Tak hanya bagi umat muslim, tradisi ini juga berlaku bagi penganut kepercayaan lain. Misalnya Katolik yang memiliki tradisi ziarah kubur saat peringatan arwah setiap 2 November. Atau, orang Tionghoa yang memiliki tradisi ceng beng atau ziarah kubur untuk menghormati leluhur.
“Tradisi ini kemudian masuk ke suku-suku kita, jadi tabur bunga. Itu saling mengambil [tradisi] tanpa diketahui dari siapa awalnya. Semacam modifikasi,” kata Zulkifli.
Tabur bunga sendiri, diduga Zulkifli, muncul dari salah satu kepercayaan kuno di Indonesia, seperti Hindu.
Bagaimana Ziarah Kubur Jadi Tradisi Jelang Ramadan?

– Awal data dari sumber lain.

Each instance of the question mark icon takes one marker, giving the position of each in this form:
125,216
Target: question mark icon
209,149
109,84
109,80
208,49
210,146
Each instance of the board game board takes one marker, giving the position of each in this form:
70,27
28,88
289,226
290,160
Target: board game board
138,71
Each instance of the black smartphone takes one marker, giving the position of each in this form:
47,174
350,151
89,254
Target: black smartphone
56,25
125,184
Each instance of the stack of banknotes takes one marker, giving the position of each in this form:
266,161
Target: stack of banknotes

Kebiasaan nyekar menjelang Ramadan bisa dilihat dari dua sisi, yakni sisi teks dan konteks. Dari sisi teks sendiri, kebiasaan mengenai ziarah kubur ditemukan di dalam sejumlah hadis yang diceritakan oleh para sahabat nabi.

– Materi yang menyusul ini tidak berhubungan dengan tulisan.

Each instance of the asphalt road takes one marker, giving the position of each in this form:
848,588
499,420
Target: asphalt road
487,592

“Ada memang istilahnya, membolehkan orang menziarahi kubur, itu secara teks ada hadis, ajarannya. Namun, sebenarnya dalam ziarah kubur yang dibolehkan tidak ada ketentuan, aturan [ziarah kubur dilakukan] jelang Ramadan, Lebaran. Kapan saja boleh,” imbuhnya.
Dari hadis-hadis inilah, diungkap bahwa tujuan ziarah kubur antara lain mengingatkan peziarah akan kematian.

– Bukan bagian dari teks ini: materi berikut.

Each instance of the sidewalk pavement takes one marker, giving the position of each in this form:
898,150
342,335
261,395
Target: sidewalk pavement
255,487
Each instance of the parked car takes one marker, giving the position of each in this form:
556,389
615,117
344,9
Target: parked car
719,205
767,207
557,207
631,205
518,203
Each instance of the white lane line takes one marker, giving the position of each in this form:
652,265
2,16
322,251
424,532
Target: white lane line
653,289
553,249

Selain itu, ziarah kubur jelang Ramadan juga bertujuan untuk menyucikan hati. Bulan puasa akan lebih baik jika disambut dengan hati yang suci.
“Ini [ziarah kubur] tujuannya untuk menyucikan diri bagi peziarah. Bulan Ramadan bulan yang suci, bulan dengan kesempatan untuk mendapatkan pahala,” jelas Zulkifli.
Kendati demikian, Islam sendiri sebelumnya tak mengenal kebiasaan tabur bunga. Meski demikian, sejumlah ulama menyebutkan bahwa ziarah kubur akan lebih baik jika ada daun berwarna hijau yang diletakkan di makam.
Ajaran tersebut, lanjut Zulkifli, diasumsikan sebagai daun atau tanaman yang masih segar. Hal ini mengandung harapan bahwa orang yang dikubur di dalamnya bisa terlepas dari siksa kubur.
“Ini barangkali bertransformasi jadi bentuk orang bawa bunga, air kendi, lalu disiramkan ke makam,” imbuhnya.
Bunga sendiri secara umum melambangkan kehidupan yang sejahtera. Dalam ziarah kubur, bunga secara tidak langsung mengandung makna harapan akan kesejahteraan untuk mereka yang telah meninggal dunia di akhirat.
Sementara itu, jika dilihat dari kacamata sosial, kebiasaan ziarah kubur juga mampu meningkatkan ikatan antar-keluarga.
“Ikatan keluarga disadarkan kembali, kebersamaan juga, jadi ikatan keluarga lebih kuat,” katanya.